China Post Fund's aggressive style results in losses of nearly 13 billion yuan in 5 and half years

by anonymous on 2012-03-05 18:01:10

"Your madness, I'll foot the bill!" Over the past six years, the impression that China Post Fund has left on the market is "aggressive pursuit", "radical style", and "reckless". However, it's the vast number of China Post Fund holders who end up paying the price. Success comes from being aggressive, but so does failure. It's precisely under this aggressive style that in the past five and a half years, China Post Fund has cumulatively caused losses of nearly 13 billion yuan for its vast number of holders, while the company itself has earned 2.66 billion yuan in management fees.

The Madness of 2007

Public information shows that China Post Fund was established on May 8, 2006. Currently, all six products under the company are equity-related, which also gives us a glimpse into the company's operational style.

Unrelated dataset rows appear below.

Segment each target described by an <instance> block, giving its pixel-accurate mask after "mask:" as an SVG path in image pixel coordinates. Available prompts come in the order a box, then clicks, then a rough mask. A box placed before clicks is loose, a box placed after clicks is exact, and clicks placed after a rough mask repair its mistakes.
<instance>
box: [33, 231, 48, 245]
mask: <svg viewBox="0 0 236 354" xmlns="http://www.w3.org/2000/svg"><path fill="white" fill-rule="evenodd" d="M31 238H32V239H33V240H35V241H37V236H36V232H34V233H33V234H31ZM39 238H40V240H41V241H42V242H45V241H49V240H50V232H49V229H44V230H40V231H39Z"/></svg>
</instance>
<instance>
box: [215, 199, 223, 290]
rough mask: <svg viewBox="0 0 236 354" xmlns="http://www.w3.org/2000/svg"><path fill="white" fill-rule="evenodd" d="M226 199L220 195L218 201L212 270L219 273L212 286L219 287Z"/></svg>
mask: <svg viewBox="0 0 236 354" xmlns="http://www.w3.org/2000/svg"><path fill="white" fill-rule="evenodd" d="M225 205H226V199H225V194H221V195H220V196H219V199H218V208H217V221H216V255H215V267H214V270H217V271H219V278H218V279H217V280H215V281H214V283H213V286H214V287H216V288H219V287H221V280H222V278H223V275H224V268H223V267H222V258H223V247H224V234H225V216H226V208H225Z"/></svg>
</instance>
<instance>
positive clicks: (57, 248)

The total share volume of these six products is 42.042 billion shares, with a total asset value of 25.145 billion yuan, placing it in the middle ranks. One could say that China Post Fund was born in a great era, hitting the jackpot right out of the gate by capitalizing on the perfect timing of the A-share market's rise, and its high-profile operational style brought about its glory in 2007.

In September 2006, China Post Fund launched its first product, China Post Core Selection, with an initial offering of 1.588 billion shares. Due to fund manager Peng Xu's high-position operation style, by the end of 2007, the fund's compound unit net value growth rate reached as high as 191.47%, with the net value growth rate once reaching as high as 226.52%, ranking first in yield among similar funds within half a year.

In August 2007, the company launched its second fund, China Post Core Growth, again managed by Peng Xu. Due to the exceptionally hot A-share market at the time, investors were enthusiastic about subscribing, causing the fund to exceed its upper limit of 15 billion yuan on the first day of issuance. After opening subscriptions and redemptions a month later, the scale grew by another 25.1 billion shares in just four days, creating a sales record of 60 billion yuan.